Share teaching resources: syllabi, slide presentations, etc. Offer PIs guest speakers in courses they teach, offer them paid lectures in other departmental courses.

COLLEGIALITY

Representation: Ask PIs to elect two representatives and invite these individuals to attend the department’s meetings. Invite their representatives to departmental committees, especially the one responsible for undergraduate studies. Include a “precarious faculty” item on the agenda. Pay them for their work representing PIs.

Education planning: Invite PI representatives to sit on committees that review curricula, course offerings, and plan course offerings. Consider the working conditions and strengths of PIs in your unit when planning course offerings.

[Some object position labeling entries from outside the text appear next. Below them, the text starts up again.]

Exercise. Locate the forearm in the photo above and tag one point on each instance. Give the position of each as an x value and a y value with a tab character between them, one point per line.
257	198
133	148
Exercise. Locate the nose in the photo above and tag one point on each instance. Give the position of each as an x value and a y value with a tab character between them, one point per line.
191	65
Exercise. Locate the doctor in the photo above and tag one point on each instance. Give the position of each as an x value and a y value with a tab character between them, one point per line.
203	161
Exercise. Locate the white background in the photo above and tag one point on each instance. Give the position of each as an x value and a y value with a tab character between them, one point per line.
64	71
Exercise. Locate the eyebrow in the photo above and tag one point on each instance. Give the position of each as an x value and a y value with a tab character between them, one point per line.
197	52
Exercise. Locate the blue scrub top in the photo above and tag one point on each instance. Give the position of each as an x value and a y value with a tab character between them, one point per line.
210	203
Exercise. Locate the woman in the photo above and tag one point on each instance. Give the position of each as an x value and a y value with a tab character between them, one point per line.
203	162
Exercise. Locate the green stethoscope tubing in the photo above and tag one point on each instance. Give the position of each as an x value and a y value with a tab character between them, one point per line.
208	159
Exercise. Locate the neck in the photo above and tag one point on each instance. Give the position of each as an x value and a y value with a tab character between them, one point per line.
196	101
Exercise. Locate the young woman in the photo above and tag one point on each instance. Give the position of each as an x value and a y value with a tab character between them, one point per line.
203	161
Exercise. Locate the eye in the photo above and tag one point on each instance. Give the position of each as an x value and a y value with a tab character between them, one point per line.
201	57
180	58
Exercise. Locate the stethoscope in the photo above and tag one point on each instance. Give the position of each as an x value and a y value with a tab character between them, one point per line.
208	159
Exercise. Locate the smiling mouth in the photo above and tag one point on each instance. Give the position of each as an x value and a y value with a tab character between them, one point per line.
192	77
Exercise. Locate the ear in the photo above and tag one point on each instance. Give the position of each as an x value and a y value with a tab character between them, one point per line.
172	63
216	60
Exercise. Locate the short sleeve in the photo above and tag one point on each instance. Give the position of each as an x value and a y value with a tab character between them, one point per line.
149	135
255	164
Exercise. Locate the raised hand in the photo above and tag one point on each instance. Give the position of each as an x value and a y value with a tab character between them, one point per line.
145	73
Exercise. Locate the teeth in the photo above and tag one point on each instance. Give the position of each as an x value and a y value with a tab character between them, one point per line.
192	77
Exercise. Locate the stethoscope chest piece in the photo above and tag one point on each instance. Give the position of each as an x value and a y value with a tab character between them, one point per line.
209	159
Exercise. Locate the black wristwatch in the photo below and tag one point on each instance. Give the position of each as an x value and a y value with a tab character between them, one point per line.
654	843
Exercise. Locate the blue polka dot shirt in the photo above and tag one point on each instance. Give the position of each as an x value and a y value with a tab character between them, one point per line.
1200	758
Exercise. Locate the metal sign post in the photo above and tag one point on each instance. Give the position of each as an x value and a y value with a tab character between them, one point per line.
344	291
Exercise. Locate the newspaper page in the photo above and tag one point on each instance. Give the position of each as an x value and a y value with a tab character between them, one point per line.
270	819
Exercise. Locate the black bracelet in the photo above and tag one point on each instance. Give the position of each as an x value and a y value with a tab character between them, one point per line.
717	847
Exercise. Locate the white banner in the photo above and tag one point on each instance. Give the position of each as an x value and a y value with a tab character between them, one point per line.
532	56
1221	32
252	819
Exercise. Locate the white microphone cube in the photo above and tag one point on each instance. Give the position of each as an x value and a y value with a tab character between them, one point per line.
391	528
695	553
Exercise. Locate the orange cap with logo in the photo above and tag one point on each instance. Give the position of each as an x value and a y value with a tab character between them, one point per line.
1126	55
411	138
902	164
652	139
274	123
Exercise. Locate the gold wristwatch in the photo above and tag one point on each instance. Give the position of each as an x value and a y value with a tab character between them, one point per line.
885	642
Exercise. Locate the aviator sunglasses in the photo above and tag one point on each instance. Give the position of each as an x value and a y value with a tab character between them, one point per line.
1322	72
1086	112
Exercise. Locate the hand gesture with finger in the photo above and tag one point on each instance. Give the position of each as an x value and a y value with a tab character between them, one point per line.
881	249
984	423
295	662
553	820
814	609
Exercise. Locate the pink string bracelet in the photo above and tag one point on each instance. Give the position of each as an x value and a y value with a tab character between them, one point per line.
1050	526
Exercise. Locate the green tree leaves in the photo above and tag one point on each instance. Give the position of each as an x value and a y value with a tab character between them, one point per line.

Invite PIs to your department’s social events.

Support governance reforms that allow PIs and student representatives to sit and vote on institutional and faculty committees/assemblies with voting rights.

WORKING CONDITIONS

Compensation: Ensure that PIs are compensated for their work: preparation of syllabi, course preparation, grading of assignments/exams, administrative duties, representation.

Seniority: Inform PIs in your unit of teaching opportunities. Assign teaching loads based on seniority and teaching experience, with a right of first refusal. Explain and communicate seniority and hiring rules. Inform PIs of new opportunities after the employment relationship is terminated.

Student Teaching: Graduate student teaching must be subject to the same conditions (status, rights, salary, seniority, TAs, etc.) as that of Graduate PIs. Pay PIs and graduate students who lecture in your department. Graduate funding should not be used to pay for graduate student teaching. Limit the number of teaching loads offered to graduate students.Provide coaching and mentoring for new PIs.

Teaching evaluation: Offer support to PIs who receive a low rating in student evaluations of teaching. Treat these evaluations as opinion polls. Avoid punitive measures except in cases of misconduct.

Rights: Precarious faculty have the same rights as permanent faculty. Fairness, academic freedom, intellectual property, labor standards, support for teaching, due process and transparency…

Support the demands of PIs and their representatives, through your association/union, and through your faculty and institutional administrative functions.

CAREER AND INSTITUTIONAL SUPPORT

Access to professional resources: Support PIs’ access to your institution’s research and teaching support services, and access to training and development offerings. 

Research and Outreach: Integrate PIs into your department’s research teams and projects and pay for their work. Support their research, publications, funding and job search. Contribute to their travel expenses and participation in research and outreach activities.

Regularize this support. Post PI profiles on your department’s web page.Tenure: Consider PIs in your department for tenure-track positions, and support their job search. Explore the possibility of offering them longer term teaching contracts.